A Survey on Policy Search for Robotics

by Marc Peter Deisenroth, Gerhard Neumann, and Jan Peters

Published 30 August 2013

Policy search is a subfield of Reinforcement Learning (RL) that focuses on finding good parameters for a given policy parameterization. It is well suited tor robotics as it can cope with high-dimensional state and action spaces, which is one of the main challenges in robot learning.

A Survey on Policy Search for Robotics reviews recent successes of both model-free and model-based policy search in robot learning. Model-free policy search is a general approach to learn policies based on sampled trajectories. This text classifies model-free methods based on their policy evaluation, policy update, and exploration strategies, and presents a unified view of existing algorithms. Learning a policy is often easier than learning an accurate forward model, and, hence, model-free methods are more frequently used in practice. However, for each sampled trajectory, it is necessary to interact with the robot, which can be time consuming and challenging in practice.
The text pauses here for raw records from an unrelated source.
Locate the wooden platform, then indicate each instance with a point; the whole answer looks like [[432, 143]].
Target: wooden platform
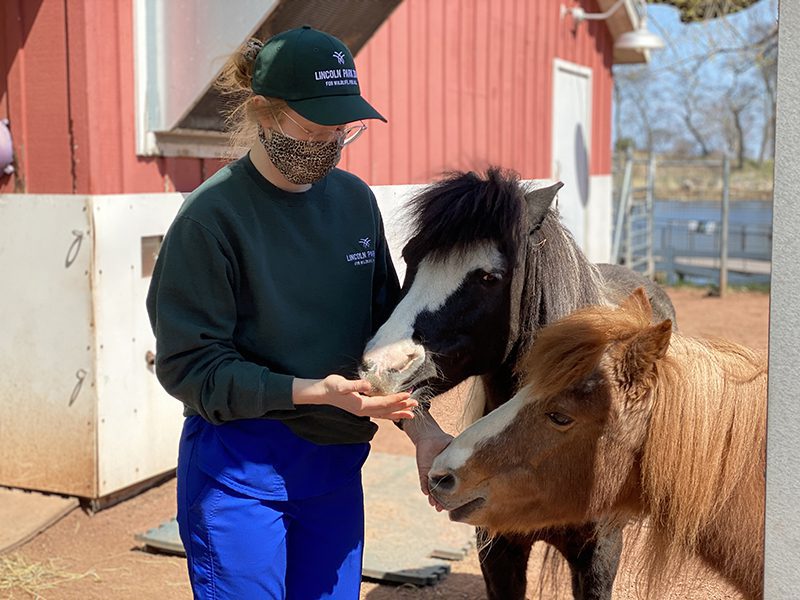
[[406, 540], [25, 514]]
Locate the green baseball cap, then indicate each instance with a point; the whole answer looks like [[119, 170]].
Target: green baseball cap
[[316, 75]]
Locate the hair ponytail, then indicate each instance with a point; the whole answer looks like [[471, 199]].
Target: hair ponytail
[[234, 84]]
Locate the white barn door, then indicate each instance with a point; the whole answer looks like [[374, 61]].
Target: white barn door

Model-based policy search addresses this problem by first learning a simulator of the robot's dynamics from data. Subsequently, the simulator generates trajectories that are used for policy learning. For both model-free and model-based policy search methods, A Survey on Policy Search for Robotics reviews their respective properties and their applicability to robotic systems. It is an invaluable reference for anyone working in the area.